Born in Boston, Massachusetts in 1932, Plath developed a precocious talent as a writer, publishing her first poem when she was only eight years old. That same year, tragedy introduced itself into her life as Plath was forced to confront the unexpected death of her father. In 1950, she began studying at Smith College on a literary scholarship, and while she was an outstanding student, she also began suffering from bouts of extreme depression. Following her junior year, she attempted suicide for the first time. Plath survived, and, in 1955, she was granted a Fulbright Scholarship to study in England at the University of Cambridge.
The film begins with a shot of Plath sleeping, then opening her eyes. As a student at Cambridge she rides along on her red bicycle and wearing an academic gown. She hears of a party to celebrate the publishing of a magazine called St. Botolph's, where she meets the young poet Ted Hughes. The two fall in love and marry in 1956, then go off to Massachusetts where her mother Aurelia lives. While they are both teaching at Smith College, Sylvia quickly learns that others are also enthralled by her husband, due to his combination of good looks, charisma, fame and success. They return to England, first to London and then to Devon, where Sylvia raises their two children and lives in her husband's professional shadow as she tries to eke out her own writing career, which doesn't come as naturally to her as it does to Ted. After a visit by David and Assia Wevill, who had rented their London flat, Sylvia rightly accuses Ted of infidelity. She kicks him out and then begins to write the poems that would be published posthumously in her collection titled Ariel. Sylvia then moves back to London with her children. Ted visits at Christmas and they make love again but he says he cannot leave Assia, who is pregnant. Shortly thereafter she prepares for her suicide, sealing off the children's room from the gas from her gas oven. A nurse comes to take out the children and Ted sees Plath's manuscript on her desk. A closing title informs us that her book made her much beloved and that Ted wrote his response in 1998 (just before his death), in a collection titled Birthday Letters.

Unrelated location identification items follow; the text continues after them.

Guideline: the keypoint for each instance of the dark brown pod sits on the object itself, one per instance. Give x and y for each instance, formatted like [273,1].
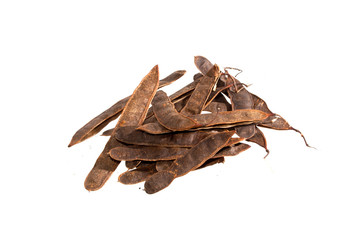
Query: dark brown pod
[102,120]
[130,135]
[147,153]
[199,96]
[137,175]
[194,158]
[168,116]
[132,164]
[237,116]
[205,66]
[133,115]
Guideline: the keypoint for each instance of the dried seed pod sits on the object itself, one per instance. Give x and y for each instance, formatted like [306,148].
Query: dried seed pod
[99,122]
[200,94]
[213,120]
[163,165]
[259,138]
[211,162]
[132,164]
[247,116]
[130,135]
[218,104]
[274,121]
[147,153]
[133,115]
[137,175]
[242,99]
[205,66]
[168,116]
[193,159]
[232,150]
[216,95]
[153,153]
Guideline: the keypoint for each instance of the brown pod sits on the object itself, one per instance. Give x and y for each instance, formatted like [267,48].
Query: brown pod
[274,121]
[153,153]
[218,104]
[130,135]
[259,138]
[168,116]
[199,96]
[147,153]
[194,158]
[214,95]
[247,116]
[242,99]
[137,175]
[211,162]
[99,122]
[232,150]
[205,66]
[133,115]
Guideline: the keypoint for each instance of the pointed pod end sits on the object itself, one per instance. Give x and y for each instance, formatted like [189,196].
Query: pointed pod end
[159,181]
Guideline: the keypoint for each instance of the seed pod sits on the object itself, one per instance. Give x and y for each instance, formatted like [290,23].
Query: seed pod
[232,150]
[163,165]
[153,153]
[168,116]
[138,175]
[102,120]
[147,153]
[130,135]
[211,162]
[259,138]
[133,115]
[237,116]
[242,99]
[194,158]
[200,94]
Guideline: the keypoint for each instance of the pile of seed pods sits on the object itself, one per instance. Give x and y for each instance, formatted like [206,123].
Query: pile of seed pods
[192,128]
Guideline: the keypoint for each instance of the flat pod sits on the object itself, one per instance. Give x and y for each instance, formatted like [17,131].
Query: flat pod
[133,115]
[137,175]
[194,158]
[200,94]
[242,100]
[98,123]
[130,135]
[236,116]
[212,162]
[153,153]
[259,138]
[165,165]
[168,116]
[147,153]
[274,121]
[232,150]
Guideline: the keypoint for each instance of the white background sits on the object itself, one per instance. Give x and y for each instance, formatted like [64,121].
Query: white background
[64,62]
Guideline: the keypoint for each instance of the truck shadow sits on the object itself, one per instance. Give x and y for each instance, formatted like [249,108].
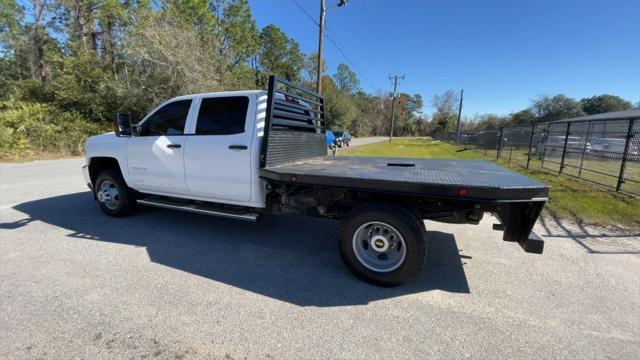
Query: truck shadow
[289,258]
[593,239]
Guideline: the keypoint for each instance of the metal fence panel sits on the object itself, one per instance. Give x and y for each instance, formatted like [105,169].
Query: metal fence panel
[631,174]
[602,151]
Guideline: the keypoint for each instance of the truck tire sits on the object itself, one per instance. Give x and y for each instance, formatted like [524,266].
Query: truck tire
[383,244]
[114,196]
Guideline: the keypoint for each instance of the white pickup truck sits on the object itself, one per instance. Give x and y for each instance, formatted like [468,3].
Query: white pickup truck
[247,153]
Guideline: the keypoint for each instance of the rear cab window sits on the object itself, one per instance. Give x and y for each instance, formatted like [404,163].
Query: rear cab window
[222,115]
[168,120]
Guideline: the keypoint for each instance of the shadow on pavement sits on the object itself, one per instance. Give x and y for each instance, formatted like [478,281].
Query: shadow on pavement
[293,259]
[593,240]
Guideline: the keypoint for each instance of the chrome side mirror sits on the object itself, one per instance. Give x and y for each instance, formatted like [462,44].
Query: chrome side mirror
[122,125]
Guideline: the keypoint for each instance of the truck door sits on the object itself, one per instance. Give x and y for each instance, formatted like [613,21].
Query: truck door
[155,156]
[217,155]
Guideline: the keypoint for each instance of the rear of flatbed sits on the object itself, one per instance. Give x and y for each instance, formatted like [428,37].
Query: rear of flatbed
[294,164]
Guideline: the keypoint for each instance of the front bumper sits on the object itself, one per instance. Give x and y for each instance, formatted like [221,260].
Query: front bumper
[87,177]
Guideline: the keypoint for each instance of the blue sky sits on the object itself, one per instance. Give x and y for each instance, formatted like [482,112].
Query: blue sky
[503,53]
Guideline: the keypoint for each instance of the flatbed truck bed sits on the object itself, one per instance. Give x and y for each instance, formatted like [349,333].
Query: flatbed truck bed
[439,178]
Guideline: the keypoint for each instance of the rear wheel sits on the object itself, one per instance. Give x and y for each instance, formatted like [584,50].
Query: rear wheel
[114,196]
[383,244]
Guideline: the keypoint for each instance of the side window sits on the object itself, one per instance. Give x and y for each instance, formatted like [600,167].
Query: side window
[168,120]
[222,115]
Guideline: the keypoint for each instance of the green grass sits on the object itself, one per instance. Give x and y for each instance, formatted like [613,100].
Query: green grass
[569,198]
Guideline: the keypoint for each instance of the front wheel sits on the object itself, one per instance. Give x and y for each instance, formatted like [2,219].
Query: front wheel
[114,196]
[383,244]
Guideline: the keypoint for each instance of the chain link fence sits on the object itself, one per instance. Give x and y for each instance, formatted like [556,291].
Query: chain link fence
[600,149]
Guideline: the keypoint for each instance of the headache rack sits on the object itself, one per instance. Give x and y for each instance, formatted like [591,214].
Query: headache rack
[294,124]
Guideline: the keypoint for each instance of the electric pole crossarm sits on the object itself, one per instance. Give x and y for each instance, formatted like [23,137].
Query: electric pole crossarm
[393,101]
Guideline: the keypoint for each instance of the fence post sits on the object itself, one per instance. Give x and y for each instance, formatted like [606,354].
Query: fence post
[624,155]
[499,144]
[546,142]
[584,150]
[564,148]
[511,147]
[533,130]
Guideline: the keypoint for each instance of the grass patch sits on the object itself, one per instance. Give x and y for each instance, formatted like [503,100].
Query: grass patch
[569,198]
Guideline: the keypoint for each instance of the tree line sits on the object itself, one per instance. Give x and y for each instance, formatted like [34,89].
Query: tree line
[76,63]
[545,108]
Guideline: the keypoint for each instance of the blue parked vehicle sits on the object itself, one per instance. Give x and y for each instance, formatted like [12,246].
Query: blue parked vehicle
[331,139]
[343,138]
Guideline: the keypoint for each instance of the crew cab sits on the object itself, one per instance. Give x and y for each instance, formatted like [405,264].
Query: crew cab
[247,153]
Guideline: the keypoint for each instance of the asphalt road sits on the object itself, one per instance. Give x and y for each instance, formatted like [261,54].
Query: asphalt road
[169,285]
[368,140]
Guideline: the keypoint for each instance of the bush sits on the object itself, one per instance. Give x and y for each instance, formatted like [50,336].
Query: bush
[28,129]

Frieda Hughes, Sylvia Plath's daughter, objected to the making of the film and denied BBC Films the rights to her mother's poetry. Hughes published a poem in the magazine Tatler, which contained the line, "They think I should give them my mother's words/To fill the mouth of their monster/Their Sylvia Suicide Doll."[4]
Pawel Pawlikowski was originally attached to direct. However, he left due to the lack of artistic control he was given.[5] "I walked away because the script wasn’t good, and it became a Hollywood film, where you didn’t have much control. With my methods of sculpting and changing things, I would have got fired after a week," he said.[6]

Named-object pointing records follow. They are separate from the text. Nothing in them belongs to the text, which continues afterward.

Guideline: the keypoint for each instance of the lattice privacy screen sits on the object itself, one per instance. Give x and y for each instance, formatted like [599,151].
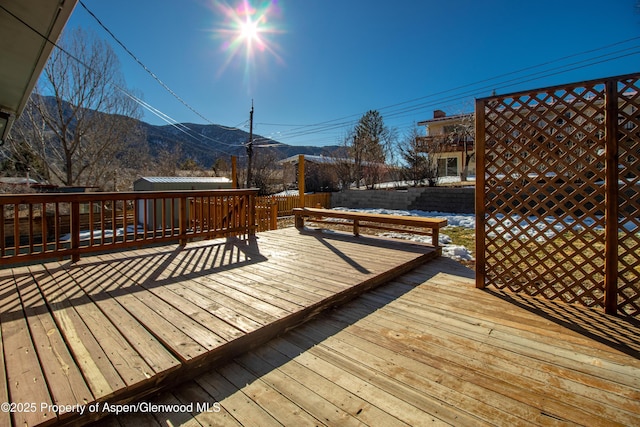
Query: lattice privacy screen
[558,193]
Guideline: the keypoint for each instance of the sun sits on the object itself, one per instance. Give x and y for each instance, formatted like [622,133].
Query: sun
[247,31]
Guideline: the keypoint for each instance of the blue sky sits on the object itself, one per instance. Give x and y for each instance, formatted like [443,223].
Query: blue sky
[321,64]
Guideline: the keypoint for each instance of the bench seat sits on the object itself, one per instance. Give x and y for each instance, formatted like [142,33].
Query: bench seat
[372,220]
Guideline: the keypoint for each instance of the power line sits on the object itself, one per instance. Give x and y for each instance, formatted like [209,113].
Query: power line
[307,129]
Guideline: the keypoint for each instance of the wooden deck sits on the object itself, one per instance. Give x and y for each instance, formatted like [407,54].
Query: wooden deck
[426,349]
[118,326]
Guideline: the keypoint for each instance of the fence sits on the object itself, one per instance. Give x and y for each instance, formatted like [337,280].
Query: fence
[270,208]
[558,193]
[40,226]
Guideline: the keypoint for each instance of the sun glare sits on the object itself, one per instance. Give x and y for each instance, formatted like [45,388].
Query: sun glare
[247,29]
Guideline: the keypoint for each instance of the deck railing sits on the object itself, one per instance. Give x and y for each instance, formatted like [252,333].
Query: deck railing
[41,226]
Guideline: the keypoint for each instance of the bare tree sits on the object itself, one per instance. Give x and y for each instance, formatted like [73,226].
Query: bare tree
[371,142]
[464,136]
[416,169]
[80,119]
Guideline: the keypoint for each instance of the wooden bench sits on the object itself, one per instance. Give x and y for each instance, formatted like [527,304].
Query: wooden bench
[372,220]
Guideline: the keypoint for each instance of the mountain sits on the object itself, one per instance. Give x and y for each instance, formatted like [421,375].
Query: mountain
[205,143]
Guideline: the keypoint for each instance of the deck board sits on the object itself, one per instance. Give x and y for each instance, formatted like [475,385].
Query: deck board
[429,348]
[118,326]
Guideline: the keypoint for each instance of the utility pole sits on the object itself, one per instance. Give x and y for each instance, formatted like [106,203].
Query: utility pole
[250,149]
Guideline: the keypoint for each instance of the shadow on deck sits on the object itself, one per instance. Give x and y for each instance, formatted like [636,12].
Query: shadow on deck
[426,348]
[116,327]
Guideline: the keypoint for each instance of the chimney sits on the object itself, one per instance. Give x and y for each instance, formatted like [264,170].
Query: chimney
[438,114]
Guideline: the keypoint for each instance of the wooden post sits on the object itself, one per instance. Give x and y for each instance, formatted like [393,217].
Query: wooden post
[611,199]
[182,220]
[75,231]
[274,213]
[301,179]
[234,172]
[480,188]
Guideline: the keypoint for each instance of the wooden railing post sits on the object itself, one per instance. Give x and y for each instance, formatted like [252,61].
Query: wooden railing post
[479,202]
[611,199]
[250,202]
[182,220]
[274,213]
[301,179]
[75,231]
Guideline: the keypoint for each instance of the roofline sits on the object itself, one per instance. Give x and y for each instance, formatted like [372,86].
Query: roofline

Filming took place between October 2002 and February 2003.[7] Much of the film was shot in and around the New Zealand city of Dunedin, with the University of Otago serving to represent Cambridge.[7][8]
Reception
On review aggregate website Rotten Tomatoes, Sylvia has a 36% "rotten" approval rating based on 132 critics' reviews. The site's critics consensus reads, "This biopic about Sylvia Plath doesn't rise above the level of highbrow melodrama."[9] On Metacritic, the film has a score of 56 out of 100 based on 40 reviews, indicating "mixed or average reviews".[10]
Roger Ebert gave the film three out of a possible four stars, praising Paltrow and Craig's performances.[11]A.O. Scott, writing for The New York Times, also praised Paltrow's portrayal of Plath, but wrote that, "The psychological dynamics of the marriage, unsettled by professional envy and sexual jealousy, are duly noted, but the film's emotions are too big, too untidy and too strange to be contained by its story."[12]

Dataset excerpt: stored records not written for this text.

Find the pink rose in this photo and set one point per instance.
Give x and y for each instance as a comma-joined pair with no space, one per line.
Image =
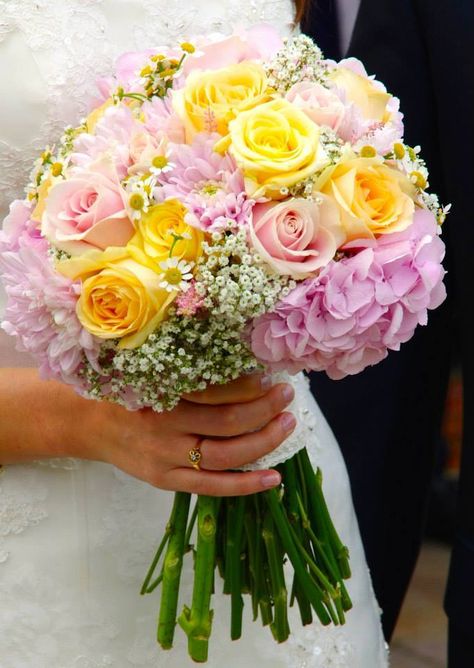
261,42
325,107
298,236
87,211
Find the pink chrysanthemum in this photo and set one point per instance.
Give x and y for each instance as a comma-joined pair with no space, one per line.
112,135
358,308
189,302
159,116
210,185
41,307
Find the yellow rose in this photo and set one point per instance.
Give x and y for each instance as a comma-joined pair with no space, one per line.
372,197
211,99
362,91
120,298
162,232
276,145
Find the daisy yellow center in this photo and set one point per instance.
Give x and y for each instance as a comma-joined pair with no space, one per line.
209,189
173,276
137,201
159,161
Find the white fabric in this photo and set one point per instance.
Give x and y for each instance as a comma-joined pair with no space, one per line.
76,537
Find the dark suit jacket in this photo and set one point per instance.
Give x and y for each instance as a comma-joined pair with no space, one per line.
423,51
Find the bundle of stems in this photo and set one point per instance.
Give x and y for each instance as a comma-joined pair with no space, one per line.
247,540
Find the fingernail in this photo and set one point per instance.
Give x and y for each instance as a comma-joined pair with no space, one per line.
288,421
266,382
288,393
271,479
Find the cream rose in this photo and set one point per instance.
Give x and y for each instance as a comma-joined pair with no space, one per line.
372,197
296,237
276,145
120,298
211,99
370,97
324,107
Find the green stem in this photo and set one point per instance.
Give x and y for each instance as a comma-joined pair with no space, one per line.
172,566
282,524
280,627
197,621
341,550
291,498
333,572
235,528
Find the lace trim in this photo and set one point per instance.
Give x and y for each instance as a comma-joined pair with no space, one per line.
305,430
22,504
59,83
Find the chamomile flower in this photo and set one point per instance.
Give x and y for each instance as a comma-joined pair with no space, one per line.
176,274
139,191
161,164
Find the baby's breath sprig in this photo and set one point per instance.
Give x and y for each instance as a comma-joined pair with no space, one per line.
186,353
299,60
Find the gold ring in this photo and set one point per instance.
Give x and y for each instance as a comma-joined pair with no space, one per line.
195,456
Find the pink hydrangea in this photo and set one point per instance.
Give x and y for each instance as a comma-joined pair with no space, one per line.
41,306
210,185
358,308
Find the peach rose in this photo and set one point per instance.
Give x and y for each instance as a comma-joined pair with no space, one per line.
368,95
87,210
372,198
261,42
296,237
324,107
275,145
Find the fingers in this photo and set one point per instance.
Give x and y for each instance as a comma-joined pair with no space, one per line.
233,419
221,484
235,452
245,388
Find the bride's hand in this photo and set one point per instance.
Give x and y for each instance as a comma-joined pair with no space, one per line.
233,424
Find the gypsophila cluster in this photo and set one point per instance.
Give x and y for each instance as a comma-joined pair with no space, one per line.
187,353
163,246
299,60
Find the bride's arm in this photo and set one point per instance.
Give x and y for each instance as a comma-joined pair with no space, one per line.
234,424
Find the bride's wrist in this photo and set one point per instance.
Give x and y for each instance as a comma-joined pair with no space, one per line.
39,419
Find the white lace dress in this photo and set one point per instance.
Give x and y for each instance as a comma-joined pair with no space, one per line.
76,537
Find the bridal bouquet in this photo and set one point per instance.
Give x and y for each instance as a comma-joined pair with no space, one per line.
227,205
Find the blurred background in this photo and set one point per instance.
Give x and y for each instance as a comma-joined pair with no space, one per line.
421,635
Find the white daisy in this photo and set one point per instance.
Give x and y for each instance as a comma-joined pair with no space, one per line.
176,274
138,198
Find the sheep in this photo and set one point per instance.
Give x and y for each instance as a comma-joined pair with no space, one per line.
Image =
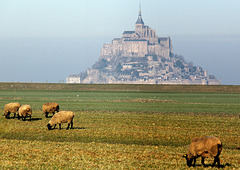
204,147
11,108
24,111
50,108
61,117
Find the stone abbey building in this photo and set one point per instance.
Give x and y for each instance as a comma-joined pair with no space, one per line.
141,57
139,43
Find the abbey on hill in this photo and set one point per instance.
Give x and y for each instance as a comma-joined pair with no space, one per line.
141,57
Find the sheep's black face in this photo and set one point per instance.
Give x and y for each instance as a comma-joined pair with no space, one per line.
189,160
49,126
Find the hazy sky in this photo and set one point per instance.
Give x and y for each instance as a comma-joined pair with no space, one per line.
46,40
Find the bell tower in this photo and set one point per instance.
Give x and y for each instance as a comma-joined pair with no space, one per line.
139,25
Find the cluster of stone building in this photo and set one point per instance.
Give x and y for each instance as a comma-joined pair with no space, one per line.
141,57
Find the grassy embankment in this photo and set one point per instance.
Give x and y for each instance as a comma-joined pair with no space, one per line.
127,127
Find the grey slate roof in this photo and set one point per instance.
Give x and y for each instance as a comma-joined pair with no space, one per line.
140,20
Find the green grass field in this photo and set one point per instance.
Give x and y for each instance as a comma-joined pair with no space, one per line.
120,128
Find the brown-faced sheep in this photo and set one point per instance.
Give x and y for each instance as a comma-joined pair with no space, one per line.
50,108
11,108
24,111
61,117
204,147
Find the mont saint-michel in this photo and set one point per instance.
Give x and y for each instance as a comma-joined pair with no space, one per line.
141,57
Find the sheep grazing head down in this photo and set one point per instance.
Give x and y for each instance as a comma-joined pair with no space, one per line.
61,117
11,108
208,146
51,107
189,160
24,111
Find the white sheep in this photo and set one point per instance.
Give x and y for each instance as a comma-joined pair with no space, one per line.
50,108
11,108
61,117
24,111
204,147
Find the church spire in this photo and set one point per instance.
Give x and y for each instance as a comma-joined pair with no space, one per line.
140,20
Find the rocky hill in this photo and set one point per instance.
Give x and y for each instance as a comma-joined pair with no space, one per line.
146,70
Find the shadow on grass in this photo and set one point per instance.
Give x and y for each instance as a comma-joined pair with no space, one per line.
34,119
210,165
78,128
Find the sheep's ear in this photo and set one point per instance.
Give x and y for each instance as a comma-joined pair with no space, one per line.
49,126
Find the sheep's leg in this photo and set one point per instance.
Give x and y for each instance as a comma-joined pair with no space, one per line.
68,126
194,161
216,159
203,161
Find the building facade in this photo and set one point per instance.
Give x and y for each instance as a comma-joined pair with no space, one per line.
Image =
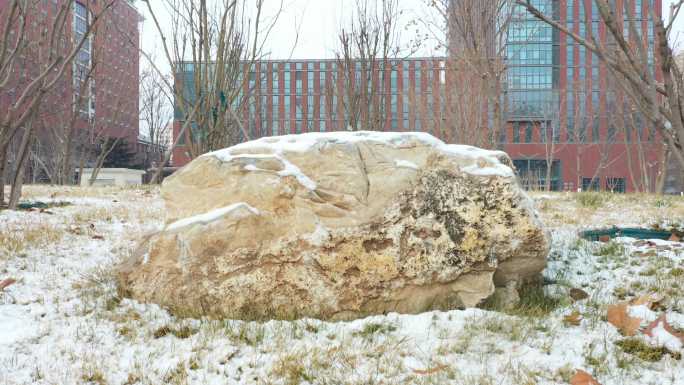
97,97
568,120
292,97
569,127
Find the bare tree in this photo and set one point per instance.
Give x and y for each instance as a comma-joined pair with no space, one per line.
156,112
475,43
370,48
212,48
655,87
35,54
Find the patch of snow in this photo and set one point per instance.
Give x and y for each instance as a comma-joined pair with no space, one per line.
662,337
292,170
642,312
210,216
319,236
484,162
405,164
14,325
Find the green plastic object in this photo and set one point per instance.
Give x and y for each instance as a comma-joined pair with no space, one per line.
32,205
631,232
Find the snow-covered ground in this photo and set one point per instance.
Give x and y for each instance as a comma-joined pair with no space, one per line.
63,322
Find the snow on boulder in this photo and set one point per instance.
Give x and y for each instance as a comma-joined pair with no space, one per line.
339,226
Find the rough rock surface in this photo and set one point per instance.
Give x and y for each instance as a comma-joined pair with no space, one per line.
338,226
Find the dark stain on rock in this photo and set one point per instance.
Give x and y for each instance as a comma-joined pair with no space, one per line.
371,245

Claudia Puig of USA Today also praised the performances, but said the film falls short of "depicting Plath as an artist. We don't learn what inspired her to pursue writing as an outlet for her emotional turmoil."[13] Puig also commented that the movie "glosses over" what led Plath and Hughes to drift apart from each other.[13] Writing for Slate, Meghan O'Rourke said while the film "purports to be interested in Plath as an artist, it tends to reinforce the old clichés about her work."[14] O'Rourke added it "fails to explore the fact that Plath was one of the first major American poets to be a mother and to take the pleasure of motherhood as her subject."[14]